After a visit to the stand, the Minister shared his views on which steps Norway should take towards a role as a leading digital nation.

His opinion is that Norway has a good starting point. The country has been good at taking incremental steps in the transition from analog to digital. Nevertheless, the time has now come to focus on radical innovation and thus solve society’s greatest challenges. A prerequisite for this result is productive collaboration between the private and public sectors.

Arild Hustad agreed with the minister. His take is that Norway has both innovative companies and a population who are fond of using new digital solutions. These two elements will definitely help with the digital transformation of the nation of Norway.

The Minister also pointed to the trust between the public and the private as a strength that Norway as a nation can use in the future. ALTINN, which is a public digital service where data flows safely between businesses, banks, government agencies and citizens is an example in that sense.

However, trust is not the only strength that Norway and the Nordic countries can use in order to transform it into an even more digitalized society according to the Minister of Digital Affairs. As many others, he sees access to talent and talented developers as a challenge, especially when it comes to artificial intelligence. The different countries in Europe and especially the Nordic countries should cooperate. The Norwegian spirit of collaboration (or “dugnad”) is a tool that should be used somehow. The Nordic countries are also small. There is a strength in it, because we are agile and we can adapt quickly.

Furthermore, the minister of digital affairs and the CEO of LINK Mobility have some perspectives about how Norwegian companies with digital DNA could expand internationally:

  • To grow internationally, Norwegian companies must learn to be more ambitious.

Norwegian companies are often linked to values ​​such as innovative, transparent, and trustworthy. This gives us an advantage when the owners of the acquisition objects have to choose between several buyers.

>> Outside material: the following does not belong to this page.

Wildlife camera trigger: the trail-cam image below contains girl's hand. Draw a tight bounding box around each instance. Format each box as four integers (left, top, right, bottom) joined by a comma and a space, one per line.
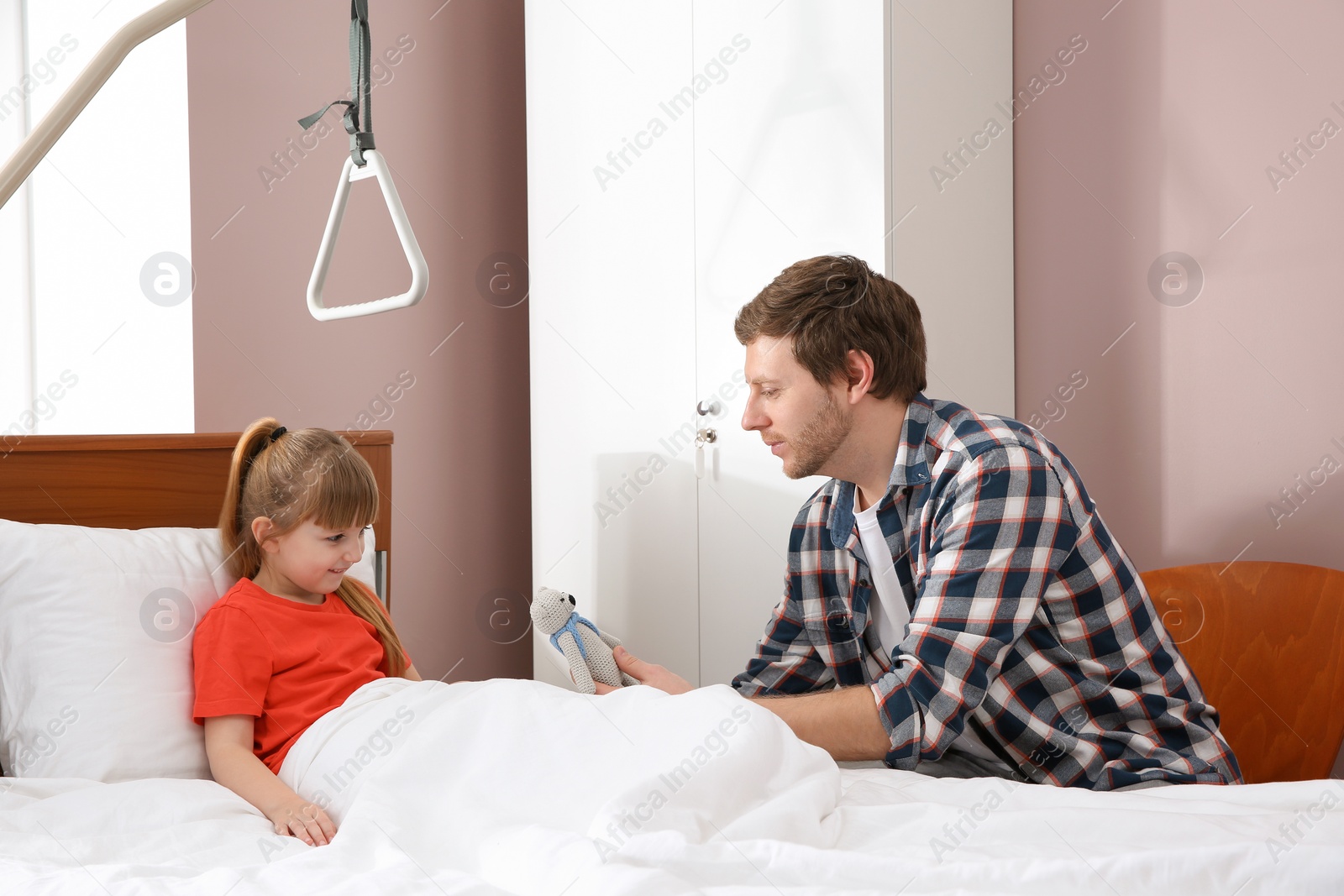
266, 794, 336, 846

  • We need more access to risk capital

We have experienced a good development of the startup environment in Norway, but more risk capital must be invested in areas that are not oil or fish.

  • The public sector should also invest more in digital solutions.

The government accounts for five hundred billion kroner annually in procurements. It is important that solutions based on radical innovation are also taken into account, for example when it comes to facilitating good infrastructure.

The Minister highlighted the next generation of mobile technology as an example. Rolling out 5G technology is therefore definitely a priority ahead he emphasized.